Featured Research

from universities, journals, and other organizations

Vitamin C Worsens Knee Osteoarthritis In Animal Study

June 7, 2004
Duke University Medical Center
High doses of vitamin C increase the severity of spontaneous knee osteoarthritis in an animal model of the disease, according to a new study by Duke University Medical Center researchers.

DURHAM, N.C. -- High doses of vitamin C increase the severity of spontaneous knee osteoarthritis in an animal model of the disease, according to a new study by Duke University Medical Center researchers.

Related Articles

The results contradict previous short-term studies in guinea pigs and an epidemiologic study in humans that suggested vitamin C might protect against osteoarthritis, said lead investigator Virginia Kraus, M.D., associate professor of medicine at Duke University Medical Center. The study was published in the June 2004 issue of Arthritis & Rheumatism. The research was sponsored by the Arthritis Foundation and the National Institutes of Health.

In the Duke study, the researchers fed guinea pigs -- which develop knee osteoarthritis in a manner remarkably similar to humans -- low, medium and high doses of vitamin C during an eight-month period. The researchers found that high-dose guinea pigs developed more cartilage damage and had more bony spurs form in their knee joints than did the medium- and low-dose groups. The researchers' examination of the spurs revealed a possible cause for the link between vitamin C and osteoarthritis. They discovered a protein in the spurs that leads to spur formation and can be activated by vitamin C.

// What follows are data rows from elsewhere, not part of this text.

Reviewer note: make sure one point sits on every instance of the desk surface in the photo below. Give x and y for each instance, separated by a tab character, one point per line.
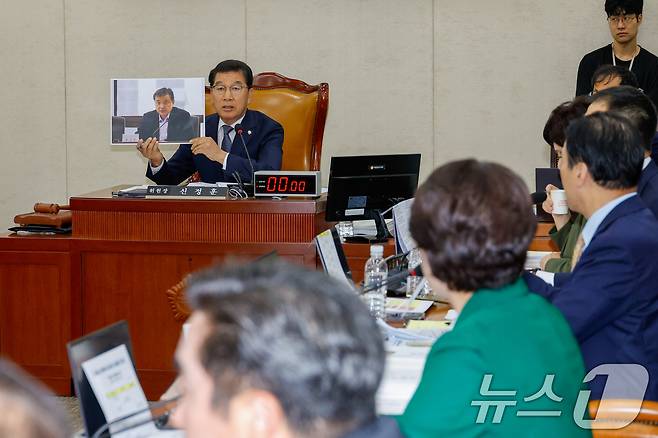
102	200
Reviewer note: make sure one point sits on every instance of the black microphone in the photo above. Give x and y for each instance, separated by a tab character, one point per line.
239	131
416	272
160	421
538	197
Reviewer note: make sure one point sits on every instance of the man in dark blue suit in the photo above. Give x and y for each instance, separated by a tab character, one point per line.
633	104
610	299
221	155
166	122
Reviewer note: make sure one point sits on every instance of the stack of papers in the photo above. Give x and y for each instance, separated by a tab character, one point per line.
533	258
404	368
401	308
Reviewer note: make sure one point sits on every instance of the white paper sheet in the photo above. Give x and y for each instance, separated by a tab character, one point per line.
329	257
533	258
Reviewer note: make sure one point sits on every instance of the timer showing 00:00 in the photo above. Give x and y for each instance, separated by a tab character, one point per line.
283	184
271	183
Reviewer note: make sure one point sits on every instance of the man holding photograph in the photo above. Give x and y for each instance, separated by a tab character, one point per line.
167	122
222	153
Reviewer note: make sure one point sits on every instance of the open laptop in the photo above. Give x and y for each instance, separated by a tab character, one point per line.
87	349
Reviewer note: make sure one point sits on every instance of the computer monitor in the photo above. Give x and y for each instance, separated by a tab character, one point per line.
362	187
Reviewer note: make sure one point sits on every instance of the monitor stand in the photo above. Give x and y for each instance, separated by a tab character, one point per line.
382	232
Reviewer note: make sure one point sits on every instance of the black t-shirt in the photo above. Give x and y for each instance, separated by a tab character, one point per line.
645	68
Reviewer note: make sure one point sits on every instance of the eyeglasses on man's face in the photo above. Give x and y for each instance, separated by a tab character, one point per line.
627	18
234	89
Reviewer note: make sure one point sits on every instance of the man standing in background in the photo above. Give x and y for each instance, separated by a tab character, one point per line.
624	20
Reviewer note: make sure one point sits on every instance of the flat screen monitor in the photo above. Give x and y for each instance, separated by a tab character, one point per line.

Because this study indicates potential drawbacks to long-term use of high-dose vitamin C supplements, adults should not supplement their dietary vitamin C levels above the recommended dietary allowance (RDA), Kraus said. The RDA for men is 90 milligrams per day and the RDA for women is 75 milligrams per day. A diet that includes five servings of fruits and vegetables a day supplies about 200 milligrams per day of vitamin C.

"It's possible that brief exposure to high levels of vitamin C offers antioxidant effects with a minimum of side effects, while prolonged exposure results in deleterious effects," Kraus said. A randomized, controlled clinical trial in humans would be required to definitely resolve the issue of vitamin C dosing, she said.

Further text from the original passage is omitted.